すると本田は、ちょっとイラッとした表情で「英語」でこう答えた。

「イッツ・ジャスト・ファッション(単なるファッションさ)」

ファッション~そう、ケイスケはモーダ(流行)が好きなのだ。

そのサングラスの奥に隠れているもの~「神秘性」~は今もなお健在である。

かつてザッケローニは彼のことを「異形の存在」と定義した。

いまや彼はセリエAの得点王であり、イタリアでの初のドッピエッタ(doppietta=1試合で2得点を挙げること)の後、正真正銘、ミランの牽引車となっている。

それでもなお、彼は沈黙を守り続けている。

しかしながら、これでもって我々は彼のことを「アンチ・スター」と決めつけてはならない。彼の(サッカーにかける)情熱というものを考え合わせるならば。

YouTube上に、彼を撮影した1本の動画がある。その中では、まだ学生のケイスケがチームメートたちに、どうやってフリーキックを蹴ったらいいか教えている。

髪の毛は額の大半を覆うくらい長く、黒々としている。伝統的な「ジャパン・スタイル」だ。

いまではもう長いこと、彼はオキシドールで脱色したブロンドである。そして、サングラスで「外界」に素顔を隠している。

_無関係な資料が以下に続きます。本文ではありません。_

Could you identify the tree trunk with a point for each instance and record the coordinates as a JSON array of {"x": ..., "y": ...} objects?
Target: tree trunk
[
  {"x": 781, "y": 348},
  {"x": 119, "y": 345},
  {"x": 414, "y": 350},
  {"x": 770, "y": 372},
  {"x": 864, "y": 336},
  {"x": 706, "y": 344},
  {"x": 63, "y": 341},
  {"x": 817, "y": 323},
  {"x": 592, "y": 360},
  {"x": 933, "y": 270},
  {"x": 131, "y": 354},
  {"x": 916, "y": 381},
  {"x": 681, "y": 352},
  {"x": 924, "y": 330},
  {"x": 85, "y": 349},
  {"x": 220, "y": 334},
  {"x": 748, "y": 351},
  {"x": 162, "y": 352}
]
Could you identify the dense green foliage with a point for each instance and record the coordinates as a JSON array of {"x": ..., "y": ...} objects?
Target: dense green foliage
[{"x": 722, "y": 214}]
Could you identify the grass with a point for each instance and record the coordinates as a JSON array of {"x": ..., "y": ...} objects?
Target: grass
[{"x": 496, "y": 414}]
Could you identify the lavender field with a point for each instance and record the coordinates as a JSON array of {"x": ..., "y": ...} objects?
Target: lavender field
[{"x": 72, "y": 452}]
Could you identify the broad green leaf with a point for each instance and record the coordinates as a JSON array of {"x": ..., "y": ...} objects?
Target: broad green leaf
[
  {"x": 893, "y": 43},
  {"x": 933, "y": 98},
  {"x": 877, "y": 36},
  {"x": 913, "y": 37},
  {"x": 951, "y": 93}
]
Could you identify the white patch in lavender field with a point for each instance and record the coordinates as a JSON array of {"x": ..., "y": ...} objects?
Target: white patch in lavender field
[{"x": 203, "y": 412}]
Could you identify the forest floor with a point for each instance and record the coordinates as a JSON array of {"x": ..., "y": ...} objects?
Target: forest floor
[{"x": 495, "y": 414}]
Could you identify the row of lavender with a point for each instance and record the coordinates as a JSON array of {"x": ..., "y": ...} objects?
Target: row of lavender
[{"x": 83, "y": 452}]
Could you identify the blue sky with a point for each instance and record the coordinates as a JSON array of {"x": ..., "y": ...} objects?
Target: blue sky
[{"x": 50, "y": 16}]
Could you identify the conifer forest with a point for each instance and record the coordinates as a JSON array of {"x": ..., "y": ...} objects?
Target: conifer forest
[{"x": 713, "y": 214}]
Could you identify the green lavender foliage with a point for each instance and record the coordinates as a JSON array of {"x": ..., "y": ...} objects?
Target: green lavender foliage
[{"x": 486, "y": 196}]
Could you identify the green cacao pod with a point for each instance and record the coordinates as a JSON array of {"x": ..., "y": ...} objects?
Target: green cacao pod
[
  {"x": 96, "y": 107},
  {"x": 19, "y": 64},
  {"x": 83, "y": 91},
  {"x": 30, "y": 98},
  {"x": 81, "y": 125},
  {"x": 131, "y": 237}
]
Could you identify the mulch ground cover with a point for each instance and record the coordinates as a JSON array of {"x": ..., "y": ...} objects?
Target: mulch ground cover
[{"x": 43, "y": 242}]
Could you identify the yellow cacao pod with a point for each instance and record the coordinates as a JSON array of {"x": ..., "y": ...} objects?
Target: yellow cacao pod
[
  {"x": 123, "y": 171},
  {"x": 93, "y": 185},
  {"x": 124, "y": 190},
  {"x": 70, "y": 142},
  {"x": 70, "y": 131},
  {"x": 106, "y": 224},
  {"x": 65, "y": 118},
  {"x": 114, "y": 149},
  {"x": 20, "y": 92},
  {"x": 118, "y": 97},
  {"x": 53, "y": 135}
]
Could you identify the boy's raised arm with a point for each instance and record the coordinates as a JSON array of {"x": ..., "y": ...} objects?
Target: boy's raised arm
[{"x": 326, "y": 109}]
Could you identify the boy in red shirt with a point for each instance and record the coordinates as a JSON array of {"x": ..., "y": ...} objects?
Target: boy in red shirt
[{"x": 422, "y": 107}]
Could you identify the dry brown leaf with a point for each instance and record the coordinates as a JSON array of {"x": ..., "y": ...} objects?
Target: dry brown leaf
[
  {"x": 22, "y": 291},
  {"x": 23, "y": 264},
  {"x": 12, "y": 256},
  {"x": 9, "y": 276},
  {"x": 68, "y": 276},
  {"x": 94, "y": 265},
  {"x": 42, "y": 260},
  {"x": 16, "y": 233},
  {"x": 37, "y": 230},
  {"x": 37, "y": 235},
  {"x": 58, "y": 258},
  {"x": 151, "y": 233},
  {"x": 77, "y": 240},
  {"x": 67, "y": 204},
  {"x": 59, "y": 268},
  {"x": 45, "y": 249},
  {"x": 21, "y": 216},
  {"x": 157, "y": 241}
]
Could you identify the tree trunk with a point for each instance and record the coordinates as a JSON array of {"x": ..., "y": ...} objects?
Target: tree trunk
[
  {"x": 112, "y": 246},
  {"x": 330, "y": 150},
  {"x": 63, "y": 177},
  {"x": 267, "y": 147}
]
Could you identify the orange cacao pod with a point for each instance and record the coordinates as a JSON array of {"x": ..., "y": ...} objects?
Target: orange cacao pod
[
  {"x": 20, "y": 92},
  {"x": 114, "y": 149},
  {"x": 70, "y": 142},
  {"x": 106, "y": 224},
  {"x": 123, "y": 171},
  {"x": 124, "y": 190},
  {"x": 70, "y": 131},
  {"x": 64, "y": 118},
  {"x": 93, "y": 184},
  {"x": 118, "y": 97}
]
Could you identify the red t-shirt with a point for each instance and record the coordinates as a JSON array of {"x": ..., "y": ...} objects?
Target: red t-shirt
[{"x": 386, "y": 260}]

彼とミラノとの最初の"つながり"は、2010年にさかのぼる。

オランダのVVVフェンローからロシアのCskaモスクワに移籍した当時、彼はあるブランド時計(注:おそらくGAGA MILANOのことと思われる)の"広告塔"を務めていた。そのメーカーは東京地区に4店のブティックを持っており、彼の将来に賭けたのだった。

さらに彼は、「2010年を代表する男」としてファッション雑誌「GQ(日本版)」の表紙を飾っている。

ミランでの最初の数か月、"無名時代"の彼の口から「サウダーデ(切なさ)」が語られることはなかった。

バカンスも取らずにロシアからセリエAにやってきて、最初の数週間はホテル暮らしを余儀なくされた。そして突然の監督の交代劇(アッレーグリからセードルフへ)。間もなくチームもホンダも「成り行き任せ」の混迷状態に陥った。

現在、ケイスケは妻と息子と1匹の愛犬と一緒に、イタリアファッションの中心地、ミラノのど真ん中のモンテナポレオーネ通りから目と鼻の先にある家に住んでいる。日本人の理学療法士も雇っている。

そしてインザーギとの二人三脚で見事再生を果たし、7試合で6得点を挙げて"得点王"にまでなった。

「今さら彼が素晴らしいというのは簡単なことだ」とピッポ(インザーギ監督の愛称)はコメントする。実のところ、彼は8月のはじめにはすでにケイスケの「将来」を確信していた。

しかしながら、ケイスケは相変わらず、自身のことについては口を閉ざしたままである。

ちょっとしたイタリア語はもう話せる。だが、公の場では敢えて話そうとしない。

エースストライカーは、毎回インタビューに応じるわけではない。

活躍した時でさえ、ケイスケは常に控えめである。

しかしながら、彼のサングラスの奥の瞳には、いまようやく陽光が宿っている。彼は「喜び」を見始めている。

そう、皆もおわかりであろう。もう彼は「単にファッションだけの男」ではないことを。